My sponsor for baptism and confirmation was my old friend Charles, who lived a few miles across Brooklyn and had a tendency to lateness. We had known each other for years; we became friends over disaster tacos when G.W. Bush was voted in for his second term. Sometimes he was so late to things that they were over when he got there. He’d come in to church to meet me, and I could hear him singing loudly, walking up the aisle during the final hymn. Those were the lucky days. Other days he just couldn’t make it at all, mostly because he was depressive. I just knew that some days were good days for Charles and some were not so good. I didn’t judge, though occasionally I’d be disappointed. Mostly I didn’t count on his appearance, so that when he did show up, I’d be delighted. Part of the reason I had asked him to sponsor my conversion was because I knew that church was important to him, but he needed a push to come.

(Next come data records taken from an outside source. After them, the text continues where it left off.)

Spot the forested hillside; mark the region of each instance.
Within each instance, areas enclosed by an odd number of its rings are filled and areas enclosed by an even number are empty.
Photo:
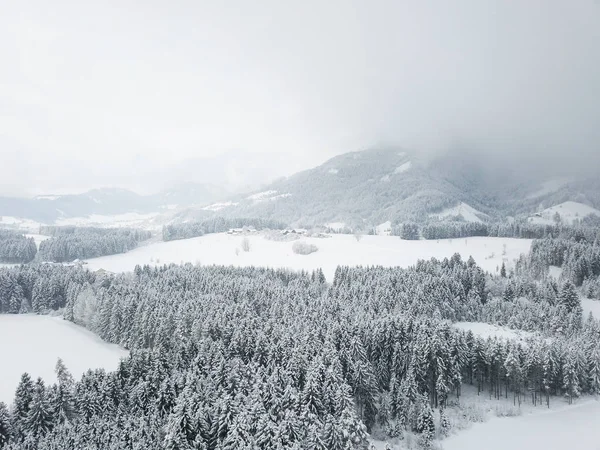
[[[116,372],[53,386],[24,375],[0,405],[6,449],[366,449],[367,433],[449,433],[465,385],[547,405],[600,394],[600,323],[577,286],[597,286],[598,242],[536,241],[486,275],[454,255],[409,269],[78,267],[0,270],[0,312],[61,309],[132,350]],[[562,279],[548,277],[551,265]],[[532,332],[526,343],[452,325]]]
[[[0,229],[0,263],[28,263],[35,258],[36,253],[37,246],[33,238]]]
[[[477,152],[426,156],[380,148],[336,156],[260,192],[182,212],[179,219],[213,212],[277,218],[297,226],[341,222],[365,229],[386,221],[423,224],[440,213],[452,216],[458,205],[472,209],[476,222],[525,218],[568,200],[600,208],[600,185],[594,177],[557,176],[524,170],[518,160],[485,159]]]
[[[149,239],[145,230],[127,228],[43,226],[40,233],[52,236],[40,243],[42,261],[71,262],[76,259],[126,253]]]

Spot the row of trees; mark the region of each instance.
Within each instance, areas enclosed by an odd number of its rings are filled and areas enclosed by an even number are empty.
[[[428,446],[445,423],[434,415],[465,383],[515,403],[600,393],[598,321],[581,320],[572,284],[528,268],[494,277],[454,255],[409,269],[339,267],[331,285],[321,271],[190,264],[2,270],[0,304],[21,293],[20,310],[64,308],[132,350],[116,372],[66,388],[64,402],[52,400],[60,386],[22,380],[5,447],[361,449],[378,429]],[[540,335],[522,345],[451,325],[481,318]]]
[[[456,239],[472,236],[514,237],[521,239],[564,238],[593,242],[600,240],[600,228],[585,225],[542,225],[529,222],[477,223],[430,221],[422,224],[402,223],[392,227],[392,235],[402,239]]]
[[[163,241],[189,239],[210,233],[222,233],[232,228],[252,227],[256,230],[282,230],[285,224],[276,220],[258,218],[223,218],[214,217],[199,222],[174,223],[163,226]]]
[[[151,237],[150,231],[130,228],[41,227],[52,236],[40,243],[42,261],[70,262],[125,253]]]
[[[33,260],[37,246],[33,238],[0,229],[0,263],[25,264]]]

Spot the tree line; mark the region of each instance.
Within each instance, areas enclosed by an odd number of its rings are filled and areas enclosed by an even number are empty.
[[[37,246],[33,238],[0,229],[0,263],[26,264],[33,261]]]
[[[462,221],[406,222],[392,226],[391,234],[406,240],[457,239],[473,236],[511,237],[520,239],[565,238],[600,240],[600,228],[587,225],[556,223],[543,225],[525,221],[513,223],[478,223]]]
[[[1,305],[63,309],[131,355],[62,387],[25,375],[0,406],[0,447],[365,449],[383,430],[428,448],[466,384],[515,404],[600,393],[599,322],[581,320],[569,280],[530,267],[494,276],[457,254],[341,266],[331,284],[320,270],[191,264],[1,270]],[[519,343],[452,326],[482,319],[536,333]]]
[[[40,243],[39,258],[51,262],[126,253],[152,236],[146,230],[94,227],[42,226],[40,233],[51,238]]]
[[[213,217],[203,221],[174,223],[164,225],[162,229],[163,241],[189,239],[210,233],[222,233],[232,228],[252,227],[256,230],[272,229],[282,230],[286,225],[277,220],[258,218],[223,218]]]

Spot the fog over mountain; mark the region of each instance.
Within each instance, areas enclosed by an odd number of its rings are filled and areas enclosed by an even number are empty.
[[[594,0],[4,2],[0,194],[243,189],[382,144],[592,170],[599,48]]]

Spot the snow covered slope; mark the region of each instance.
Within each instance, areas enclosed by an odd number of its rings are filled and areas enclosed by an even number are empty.
[[[563,223],[572,224],[575,220],[583,219],[590,214],[600,216],[600,211],[591,206],[578,202],[564,202],[543,210],[539,215],[529,218],[529,222],[542,225],[554,224],[554,216],[558,213]]]
[[[250,251],[239,251],[247,238]],[[318,251],[297,255],[291,242],[277,242],[261,235],[236,236],[226,233],[181,241],[159,242],[138,247],[130,252],[88,260],[91,270],[111,272],[132,271],[136,264],[200,263],[234,266],[286,267],[294,270],[322,268],[328,280],[333,279],[338,265],[382,265],[408,267],[419,259],[451,257],[460,253],[470,255],[486,271],[496,272],[503,261],[510,267],[521,253],[528,253],[531,240],[475,237],[440,241],[405,241],[394,236],[363,236],[356,240],[351,235],[333,235],[327,238],[306,238]],[[502,256],[504,245],[506,255]]]
[[[460,202],[457,206],[445,209],[440,213],[430,214],[430,217],[438,217],[444,219],[447,217],[462,216],[467,222],[483,223],[480,217],[486,217],[486,214],[481,211],[477,211],[475,208],[467,205],[466,203]]]
[[[59,317],[0,314],[0,401],[10,403],[23,372],[56,381],[61,358],[75,378],[88,369],[115,370],[128,352]]]
[[[444,450],[598,450],[600,401],[580,400],[520,417],[474,424],[441,442]]]
[[[452,324],[452,326],[463,331],[470,330],[475,336],[479,336],[483,339],[498,338],[502,340],[523,342],[527,338],[533,336],[533,333],[529,333],[527,331],[511,330],[507,327],[501,327],[499,325],[493,325],[484,322],[456,322]]]

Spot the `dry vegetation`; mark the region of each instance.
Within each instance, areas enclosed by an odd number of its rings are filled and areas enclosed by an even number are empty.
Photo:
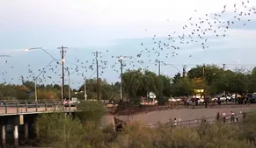
[[[81,118],[81,116],[79,116]],[[113,126],[97,126],[95,116],[86,120],[62,115],[38,118],[40,144],[55,148],[253,148],[256,114],[236,124],[201,124],[197,128],[160,126],[149,129],[135,123],[114,132]]]

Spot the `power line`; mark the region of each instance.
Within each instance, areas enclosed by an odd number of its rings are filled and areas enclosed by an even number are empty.
[[[64,47],[63,46],[62,46],[61,47],[58,47],[58,49],[61,49],[61,54],[62,54],[62,102],[63,102],[63,99],[64,99],[64,85],[65,85],[65,74],[64,74],[64,53],[66,51],[64,51],[64,49],[67,49],[68,47]]]
[[[158,62],[158,75],[160,75],[161,74],[161,63],[163,63],[164,61],[157,60],[157,62]]]
[[[120,84],[120,95],[121,99],[123,101],[123,86],[122,86],[122,68],[123,68],[123,59],[124,58],[132,58],[132,56],[117,56],[121,65],[121,84]]]
[[[95,58],[96,58],[96,72],[97,72],[97,98],[98,100],[99,100],[99,63],[98,63],[98,55],[99,53],[101,53],[101,52],[98,52],[96,51],[95,53],[92,53],[93,54],[95,54]]]

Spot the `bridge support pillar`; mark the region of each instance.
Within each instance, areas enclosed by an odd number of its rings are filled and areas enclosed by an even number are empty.
[[[1,127],[1,138],[2,138],[2,141],[1,141],[1,147],[2,148],[5,148],[5,125],[2,125]]]
[[[14,125],[13,137],[14,137],[14,148],[18,148],[18,125]]]
[[[28,139],[28,123],[24,123],[24,137],[26,140]]]

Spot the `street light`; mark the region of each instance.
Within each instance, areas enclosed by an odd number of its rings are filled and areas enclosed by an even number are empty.
[[[48,51],[46,51],[44,48],[42,47],[35,47],[35,48],[28,48],[28,49],[25,49],[26,52],[29,52],[31,50],[42,50],[44,53],[46,53],[47,54],[48,54],[48,56],[50,56],[51,58],[53,58],[54,60],[57,60],[54,56],[52,56]]]

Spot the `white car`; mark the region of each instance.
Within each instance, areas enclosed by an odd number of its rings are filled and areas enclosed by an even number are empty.
[[[212,101],[214,101],[214,100],[217,101],[218,98],[217,98],[217,97],[216,97],[216,98],[212,98]],[[231,97],[229,96],[229,95],[222,95],[222,96],[220,97],[220,101],[221,101],[221,102],[225,102],[226,100],[230,101],[230,100],[231,100]]]

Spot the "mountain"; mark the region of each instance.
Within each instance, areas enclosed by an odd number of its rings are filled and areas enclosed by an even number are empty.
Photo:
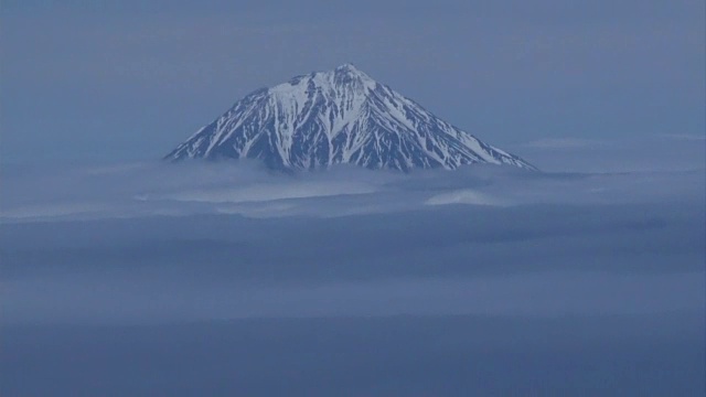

Because Charles sometimes couldn’t make it, I appreciated Angela’s ever-present commitment to church. I didn’t realize that she was extraordinary until later. At first, I just thought she was a nice woman.
The week of Easter the year I was baptized, my mother-in-law died, and then I got sick. I don’t know if it was the flu, a terrible cold, or demons (though I still have my suspicions about that.) I felt awful, though. Aside from feeling like I had let my husband down in his moment of grief, I had an earache that turned into partial deafness for several weeks, as well as respiratory problems that you really don’t want me to describe in detail. In addition, I was preparing for the full-body immersion in our baptismal font, which was designed like a tomb. I was glad to know that there was a little bleach in the holy water, because I didn’t want to pass my germs to everyone else. On top of everything else, my priest asked if he could wash my feet at Mass on Holy Thursday. I was nervous about all of it, so when I went to attend Holy Thursday Mass, I asked my former student Kevin to come with me. (I was afraid I might faint, due to being sick.)
Angela was there, so I introduced Kevin to her. I half-expected that she might tell Kevin she loved him, too, but she didn’t. Mass started, and I got my feet washed, and I came back and sat with Kevin and knelt and rose for prayers and did everything I was supposed to do for the first hour or so. And suddenly, in the middle of kneeling, I started to feel very wrong. “Are you okay, Susan?” Kevin whispered.
It turned out I did not faint. But right in the middle of the consecration of the Host, with my newly clean feet, I had to sprint out of church and into the little bathroom in the entryway, because instead, I had to vomit. Violently.
A few moments after, when I was washing the sink, I heard Angela’s voice. “Are you okay? Kevin asked me to come and check on you,” she said.
“I threw up,” I said. “I don’t know what happened. Maybe it’s demons.” I was joking, but only about half joking.
“I’m pretty sure it’s not demons,” Angela said, and laughed. She put her arm around me and helped me back to the pew, while everyone else was returning from the communion line to their seats.
Two days later, on Saturday morning, Angela came to the consecration ceremony for the catechumens. Charles had come the day before to Good Friday service and scolded me for genuflecting, since the tabernacle was empty. Charles would be coming, too, to my baptism at Midnight Mass that night, but that morning must have been a bad morning, because he didn’t make it. It turned out that it didn’t matter. Angela stood in for Charles at every moment, even helping my priest by holding the vials of holy oil, including the one that smelled like pine and incense, which he used to cross the palms of my hands, my forehead, and my chest.
That was when I realized that the source of Angela’s extraordinariness wasn’t just that she was a friendly woman from my neighborhood. I knew a few permutations of love–the romantic kind, and the kind I had for friends, especially friends like Charles, whose wounds I recognized in myself. There was the love I was developing for my priests, a special semi-parental kind which confused me at first until I could put a name to it. And then there was Angela’s kind–the kind that showed up whether she knew you needed her or not, just in case you did. And I did.
As I was packing up my things to go, Angela came up to me. “How ya feelin’?” she asked. I assured her that I was much better. “I know. You look alright,” she said. “You’ll do fine tonight. And don’t forget, I love ya, kiddo.”
“I love you, too, Angela,” I replied.